I wonder if maybe I AM in over my head and maybe it’s NOT as do-able as I thought and hoped? Is it just more of my typical bad luck, or is it difficult now but will eventually work out in the end, or is it just not meant to be and how do I know? If airfare ends up 3000$-4000$ or something outrageous too then for sure I’m not going. I also heard getting a visa is a hassle(and so for me then even MORE so)  and I really and truly think that I’m just NOT meant to BE happy  or have things ever go right.I’m so tired of always being let down, disappointed, failing at everything, unhappy and having so much always working against me all the time. It’s very defeating. Maybe it would be too daunting all on my own though too; what if I DID get sick? hurt? robbed? lost?cheated? in the hospital? no money? stranded? Not able to get what I need? etc. and there’s no one to help me? Is this God’s way of telling me I shouldn’t go or just something else that didn’t work out for me as always?
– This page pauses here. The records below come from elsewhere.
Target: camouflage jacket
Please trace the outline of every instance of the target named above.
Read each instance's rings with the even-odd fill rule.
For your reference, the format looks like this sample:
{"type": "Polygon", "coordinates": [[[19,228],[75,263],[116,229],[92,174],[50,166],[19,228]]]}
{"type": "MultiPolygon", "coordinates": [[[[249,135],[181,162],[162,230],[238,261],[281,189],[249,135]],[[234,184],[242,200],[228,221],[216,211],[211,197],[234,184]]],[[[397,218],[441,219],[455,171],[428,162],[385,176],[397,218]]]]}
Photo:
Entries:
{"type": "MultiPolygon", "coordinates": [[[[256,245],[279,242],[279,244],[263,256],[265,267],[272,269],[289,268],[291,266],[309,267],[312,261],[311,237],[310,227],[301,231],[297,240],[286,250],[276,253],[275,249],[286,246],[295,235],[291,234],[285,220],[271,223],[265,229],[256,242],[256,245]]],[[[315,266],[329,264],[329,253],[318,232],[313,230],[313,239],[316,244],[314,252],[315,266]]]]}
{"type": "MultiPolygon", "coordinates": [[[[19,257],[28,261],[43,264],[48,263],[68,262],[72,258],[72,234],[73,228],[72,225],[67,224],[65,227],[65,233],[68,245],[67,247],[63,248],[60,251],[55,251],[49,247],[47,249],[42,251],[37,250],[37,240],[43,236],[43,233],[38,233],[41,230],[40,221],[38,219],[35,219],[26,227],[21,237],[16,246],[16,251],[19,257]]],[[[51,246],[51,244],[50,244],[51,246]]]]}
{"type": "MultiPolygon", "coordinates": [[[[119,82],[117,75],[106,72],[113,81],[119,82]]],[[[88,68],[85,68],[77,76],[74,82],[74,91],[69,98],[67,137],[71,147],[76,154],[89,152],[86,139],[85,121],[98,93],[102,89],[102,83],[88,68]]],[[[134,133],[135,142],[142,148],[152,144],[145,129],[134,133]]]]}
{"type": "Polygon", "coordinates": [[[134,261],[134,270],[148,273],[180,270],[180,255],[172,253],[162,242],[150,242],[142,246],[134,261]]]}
The more I think about it, it’s probably not a good idea with all these roadblocks,added costs and expenses, set-backs, Spartan living conditions( not enough food or drink and not even able to dry myself after a shower), having to pay for everything separately, concerns about ATM’s and $$$, etc. just keep piling up and it’s so discouraging. Nothing goes easy for me and everything always has to be so complicated and difficult. I still do WANT to go but it’s just not looking too likely anymore; yet another plan I have to give up on that didn’t work out. Everything’s always such a problem for me and I’m so mad and fed up. When will it ever end? A friend of mine says my expectations are too high…but I don’t think it’s unreasonable for me to be fed up when originally I was under the impression everything was incl. for the 75$ a week and then find out it’s all extra and ends up costing way more $$$ than I was lead to believe. I’m also sick of  things never working out and always being disappointed and having my plans dashed.
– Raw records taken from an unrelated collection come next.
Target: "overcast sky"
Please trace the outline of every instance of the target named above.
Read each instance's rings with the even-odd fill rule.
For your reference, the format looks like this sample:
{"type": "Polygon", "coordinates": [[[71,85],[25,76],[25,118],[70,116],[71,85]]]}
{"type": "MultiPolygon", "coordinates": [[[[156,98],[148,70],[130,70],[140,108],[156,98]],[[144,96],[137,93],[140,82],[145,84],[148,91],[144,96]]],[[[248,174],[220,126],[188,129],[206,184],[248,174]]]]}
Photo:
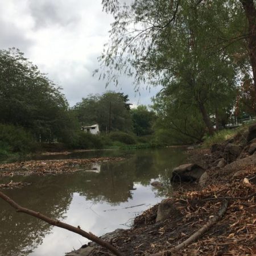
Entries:
{"type": "MultiPolygon", "coordinates": [[[[108,40],[112,18],[102,11],[101,0],[0,0],[0,48],[16,47],[63,88],[70,105],[90,93],[106,90],[92,77],[97,57],[108,40]]],[[[107,90],[122,92],[134,105],[150,104],[159,90],[134,93],[133,80],[107,90]]]]}

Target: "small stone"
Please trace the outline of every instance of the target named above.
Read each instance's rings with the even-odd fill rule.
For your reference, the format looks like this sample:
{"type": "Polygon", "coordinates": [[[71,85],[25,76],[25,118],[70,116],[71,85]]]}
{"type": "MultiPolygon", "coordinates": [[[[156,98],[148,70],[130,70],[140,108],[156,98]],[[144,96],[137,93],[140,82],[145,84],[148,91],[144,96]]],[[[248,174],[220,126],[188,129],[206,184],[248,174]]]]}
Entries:
{"type": "Polygon", "coordinates": [[[155,187],[155,188],[161,188],[162,187],[163,187],[163,184],[158,181],[151,182],[150,183],[150,185],[151,185],[151,186],[155,187]]]}
{"type": "Polygon", "coordinates": [[[248,130],[249,133],[247,137],[247,141],[249,142],[256,138],[256,123],[251,125],[248,130]]]}
{"type": "Polygon", "coordinates": [[[248,148],[248,153],[250,155],[252,155],[255,151],[256,151],[256,142],[251,143],[248,148]]]}
{"type": "Polygon", "coordinates": [[[185,164],[172,171],[171,180],[174,181],[195,181],[199,180],[205,169],[197,164],[185,164]]]}
{"type": "Polygon", "coordinates": [[[226,164],[226,160],[224,158],[222,158],[218,162],[217,167],[218,168],[223,168],[226,164]]]}
{"type": "Polygon", "coordinates": [[[174,218],[180,216],[180,212],[176,208],[172,201],[170,199],[164,199],[158,206],[156,222],[169,218],[174,218]]]}
{"type": "Polygon", "coordinates": [[[241,170],[240,171],[237,171],[237,172],[236,172],[234,175],[233,175],[233,178],[236,178],[237,177],[239,177],[240,176],[242,175],[242,174],[246,172],[246,171],[244,170],[241,170]]]}
{"type": "Polygon", "coordinates": [[[209,176],[207,172],[204,172],[199,179],[199,184],[201,187],[205,187],[209,180],[209,176]]]}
As if things weren’t already shitty enough my mother also bought a pack of ear plugs and of course when she got home noticed the package was empty; someone had stolen them. This is why whenever I buy anything I always check the package/item in the store BEFOREHAND  to make sure it’s in there and the right size, colour, if anything’s missing, etc. because I KNOW I’m that person that always ends up with the defective one, and most times it IS and I have to get another one. I hate it that we ALWAYS get the shit of everything and get the shaft in life.

As well, the 4th contractor we called who said he’d come and do the insurance repairs never came,either, and I wonder if they can somehow “sense” and know we’re “cursed” and stay away and won’t come near the house? Is that why no one shows up?We likely will end up not even having any insurance coverage at ALL as it won’t be re-approved without the repairs and re-newal is due in just 2 more months and we’re running out of time! We’ve been trying to get someone to do it for the past 6 MONTHS but no luck.

Like I said, NOTHING ever works or goes right for us and I’m sick of it! Even when things LOOK hopeful something will always happen to ruin, or cancel, it.For me not only is there no gold at the end of the rainbow….I don’t even have the rainbow.